Ainda hoje Paul se refere à Linda em tudo o que diz ou faz. Em todos os seus shows, ele oferece músicas para ela (mesmo quando estava casado com a odiável Heather Mills). E, coisa que descobri agora, o nome do seu álbum de 2007, Memory Almost Full, é na verdade um anagrama para "For My Soulmate LLM" (Linda Louise McCartney).

Linda foi o amor da vida de Paul McCartney. Sempre foi e, pelo que testemunhamos ainda hoje, sempre será.

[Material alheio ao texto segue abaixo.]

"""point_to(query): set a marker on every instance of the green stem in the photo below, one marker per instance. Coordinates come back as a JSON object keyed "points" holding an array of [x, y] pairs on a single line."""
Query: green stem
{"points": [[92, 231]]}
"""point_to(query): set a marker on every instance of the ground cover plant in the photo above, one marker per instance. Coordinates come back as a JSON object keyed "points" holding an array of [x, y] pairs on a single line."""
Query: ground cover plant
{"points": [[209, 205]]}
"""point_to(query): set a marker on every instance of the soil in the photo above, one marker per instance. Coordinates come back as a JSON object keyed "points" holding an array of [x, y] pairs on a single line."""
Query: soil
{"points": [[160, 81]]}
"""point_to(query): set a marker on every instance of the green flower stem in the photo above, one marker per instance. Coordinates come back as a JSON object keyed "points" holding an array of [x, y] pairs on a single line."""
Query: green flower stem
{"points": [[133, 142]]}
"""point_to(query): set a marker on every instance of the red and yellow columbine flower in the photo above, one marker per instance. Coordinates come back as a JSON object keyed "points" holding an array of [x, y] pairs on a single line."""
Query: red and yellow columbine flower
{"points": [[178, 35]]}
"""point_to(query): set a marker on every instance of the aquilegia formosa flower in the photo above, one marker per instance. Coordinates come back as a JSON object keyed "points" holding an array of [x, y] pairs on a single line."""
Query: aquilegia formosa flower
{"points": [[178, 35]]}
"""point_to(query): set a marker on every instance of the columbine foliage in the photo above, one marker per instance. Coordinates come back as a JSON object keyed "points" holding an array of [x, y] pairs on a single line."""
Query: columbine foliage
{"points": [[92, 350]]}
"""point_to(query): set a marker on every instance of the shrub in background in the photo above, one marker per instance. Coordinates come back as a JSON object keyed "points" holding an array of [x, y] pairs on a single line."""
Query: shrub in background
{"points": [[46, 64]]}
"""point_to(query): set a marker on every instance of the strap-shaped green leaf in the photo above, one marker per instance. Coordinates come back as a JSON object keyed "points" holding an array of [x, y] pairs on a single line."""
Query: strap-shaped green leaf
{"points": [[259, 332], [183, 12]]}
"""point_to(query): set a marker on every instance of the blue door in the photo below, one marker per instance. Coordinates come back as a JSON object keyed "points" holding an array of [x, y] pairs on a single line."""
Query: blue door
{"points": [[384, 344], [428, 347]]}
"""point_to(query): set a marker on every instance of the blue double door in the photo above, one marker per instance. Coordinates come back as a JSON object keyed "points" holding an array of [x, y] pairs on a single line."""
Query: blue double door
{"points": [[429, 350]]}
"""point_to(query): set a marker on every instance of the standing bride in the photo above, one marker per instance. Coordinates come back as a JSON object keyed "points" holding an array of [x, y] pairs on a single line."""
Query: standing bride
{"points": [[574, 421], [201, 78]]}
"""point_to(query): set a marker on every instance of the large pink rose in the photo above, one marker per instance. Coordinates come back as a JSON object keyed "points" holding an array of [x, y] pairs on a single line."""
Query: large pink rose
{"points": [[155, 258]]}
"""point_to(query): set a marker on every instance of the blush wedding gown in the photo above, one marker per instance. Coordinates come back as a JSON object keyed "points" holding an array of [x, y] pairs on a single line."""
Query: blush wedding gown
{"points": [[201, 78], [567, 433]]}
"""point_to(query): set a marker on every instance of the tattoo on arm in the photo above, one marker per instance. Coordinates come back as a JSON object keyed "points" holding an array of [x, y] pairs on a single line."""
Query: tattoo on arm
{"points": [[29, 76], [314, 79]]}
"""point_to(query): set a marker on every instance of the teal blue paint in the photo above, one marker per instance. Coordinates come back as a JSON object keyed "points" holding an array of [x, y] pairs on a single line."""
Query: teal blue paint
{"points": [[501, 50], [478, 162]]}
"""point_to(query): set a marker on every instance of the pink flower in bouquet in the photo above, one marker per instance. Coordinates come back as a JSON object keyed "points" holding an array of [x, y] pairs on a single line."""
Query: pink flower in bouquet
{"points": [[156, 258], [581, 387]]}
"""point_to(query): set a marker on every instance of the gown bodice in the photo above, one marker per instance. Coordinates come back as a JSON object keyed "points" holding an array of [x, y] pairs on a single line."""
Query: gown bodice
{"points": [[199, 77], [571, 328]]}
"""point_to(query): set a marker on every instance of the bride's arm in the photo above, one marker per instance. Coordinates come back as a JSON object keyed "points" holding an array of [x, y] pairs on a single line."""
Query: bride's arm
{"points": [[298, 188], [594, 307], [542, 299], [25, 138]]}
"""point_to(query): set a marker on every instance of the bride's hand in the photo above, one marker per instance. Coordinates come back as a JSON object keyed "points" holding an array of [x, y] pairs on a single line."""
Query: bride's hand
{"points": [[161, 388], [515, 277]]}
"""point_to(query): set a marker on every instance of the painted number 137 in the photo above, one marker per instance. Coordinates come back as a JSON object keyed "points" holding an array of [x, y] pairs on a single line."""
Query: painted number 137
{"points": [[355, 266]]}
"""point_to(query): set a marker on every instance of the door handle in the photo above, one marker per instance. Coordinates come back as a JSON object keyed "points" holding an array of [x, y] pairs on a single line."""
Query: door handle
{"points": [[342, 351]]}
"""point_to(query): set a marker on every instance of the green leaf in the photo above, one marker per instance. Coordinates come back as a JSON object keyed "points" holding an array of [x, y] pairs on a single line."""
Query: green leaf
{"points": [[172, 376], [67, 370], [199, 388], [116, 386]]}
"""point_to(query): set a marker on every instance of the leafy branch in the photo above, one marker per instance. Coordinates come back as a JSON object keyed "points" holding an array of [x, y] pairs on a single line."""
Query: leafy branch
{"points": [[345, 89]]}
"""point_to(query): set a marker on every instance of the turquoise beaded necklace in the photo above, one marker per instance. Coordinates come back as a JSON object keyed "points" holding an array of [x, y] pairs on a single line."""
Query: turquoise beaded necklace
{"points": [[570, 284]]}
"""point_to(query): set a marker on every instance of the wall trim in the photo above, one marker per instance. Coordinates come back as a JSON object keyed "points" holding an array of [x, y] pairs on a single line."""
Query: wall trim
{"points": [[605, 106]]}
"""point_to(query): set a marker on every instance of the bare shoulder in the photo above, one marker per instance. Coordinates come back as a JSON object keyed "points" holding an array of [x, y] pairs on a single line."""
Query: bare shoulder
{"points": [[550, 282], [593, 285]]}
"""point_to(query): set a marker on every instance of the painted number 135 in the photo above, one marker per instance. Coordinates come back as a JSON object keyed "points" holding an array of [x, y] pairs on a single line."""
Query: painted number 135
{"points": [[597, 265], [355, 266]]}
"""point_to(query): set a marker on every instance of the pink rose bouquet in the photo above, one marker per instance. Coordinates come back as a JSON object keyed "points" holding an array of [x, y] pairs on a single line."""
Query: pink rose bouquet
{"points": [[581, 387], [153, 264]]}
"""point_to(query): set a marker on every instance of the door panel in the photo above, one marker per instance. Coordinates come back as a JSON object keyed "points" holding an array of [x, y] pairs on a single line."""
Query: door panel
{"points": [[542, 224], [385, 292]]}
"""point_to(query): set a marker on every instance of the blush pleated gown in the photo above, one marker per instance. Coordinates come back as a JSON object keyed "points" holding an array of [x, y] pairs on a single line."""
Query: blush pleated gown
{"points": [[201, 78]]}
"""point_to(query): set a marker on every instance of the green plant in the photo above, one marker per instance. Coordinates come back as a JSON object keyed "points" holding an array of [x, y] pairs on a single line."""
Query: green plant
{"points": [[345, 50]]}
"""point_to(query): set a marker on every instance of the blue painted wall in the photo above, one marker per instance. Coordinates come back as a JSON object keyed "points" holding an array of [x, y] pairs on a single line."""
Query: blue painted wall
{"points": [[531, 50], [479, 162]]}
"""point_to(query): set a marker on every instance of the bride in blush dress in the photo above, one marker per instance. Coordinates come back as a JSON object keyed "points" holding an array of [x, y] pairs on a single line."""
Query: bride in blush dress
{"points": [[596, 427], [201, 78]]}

My Love foi uma das tantas músicas que Paul McCartney compôs para sua alma-gêmea, esta ainda em 1973. Ele anda tocando essa canção constantemente em seus shows e, claro, nos lembrando de que foi feita para Linda. É uma música muito bonita e as lágrimas brotam ao ouví-la, é inevitável.

 


Don't ever ask me why
I never say goodbye to my love
It's understood
It's everywhere with my love
And my love does it good

Only my love does it good to me...



Neste mesmo dia, no ano passado, Paul estava tocando em Coachella. Ao anunciar My Love e dizer que era o aniversário de morte de Linda, fica muito emocionado; e desafina praticamente a música toda, de tanto que chorava. Aqui tem uma filmagem de alguém que estava na plateia, caso queiram ver e chorar junto :P



Acho difícil que alguém tenha lido tudo isso, eu me empolguei de novo. Mas, como disse em outro post, a Linda é uma daquelas pessoas por quem eu sinto um carinho enorme sem ao menos tê-la conhecido. Só quis fazer uma homenagem (meia-boca, admito) no aniversário de sua morte. Muito obrigada a quem acompanhou.

Linda Louise McCartney
1941-1998


foto 2: o dia em que se conheceram (1967);
foto 3: o casamento (1969);
foto 4: Wings (c. 1971);
foto 5: com as filhas Heather, Mary e Stella (James ainda não tinha nascido - c. 1974);
foto 6: uma das últimas, Linda já com os cabelos curtos (1998)
foto 7: póstuma (c. 1999)

quinta-feira, 24 de setembro de 2009





Somedays
[Paul McCartney]

Somedays I look
I look at you with eyes that shine
Somedays I don't
I don't believe that you are mine

It's no good asking me what time of day it is
Who won the match or scored the goal...
Somedays I look
Somedays I look into your soul

Sometimes I laugh
I laugh to think how young we were
Sometimes it's hard
It's hard to know which way to turn

Don't ask me where I found that picture on the wall
How much it cost or what it's worth...
Sometimes I laugh
I laugh to think how young we were

We don't need anybody else
To tell us what is real
Inside each one of us is love
And we know how it feels

Somedays I cry
I cry for those who live in fear
Somedays I don't
I don't remember why I'm here

No use reminding me, it's just the way it is
Who ran the race or came in first...
Somedays I cry
I cry for those who fear the worst

...


• Esta canção é de um dos álbuns solo de Paul McCartney, Flaming Pie (), de 1997. Segundo a descrição feita por ele mesmo no encarte,

"Eu levei Linda para uma sessão de fotos de um concurso de culinária que ela tinha que fotografar. Sabendo que ela ia demorar mais ou menos duas horas, eu pensei que deveria escrever uma música nesse meio tempo - então, quando ela voltasse e perguntasse 'Ficou entediado? O que ficou fazendo?', eu poderia dizer 'Ah, eu escrevi essa música. Quer ouvir?'."

• Linda McCartney faleceu no ano seguinte, aos 56 anos, perdendo a luta contra um câncer de mama. Hoje ela faria 68 anos.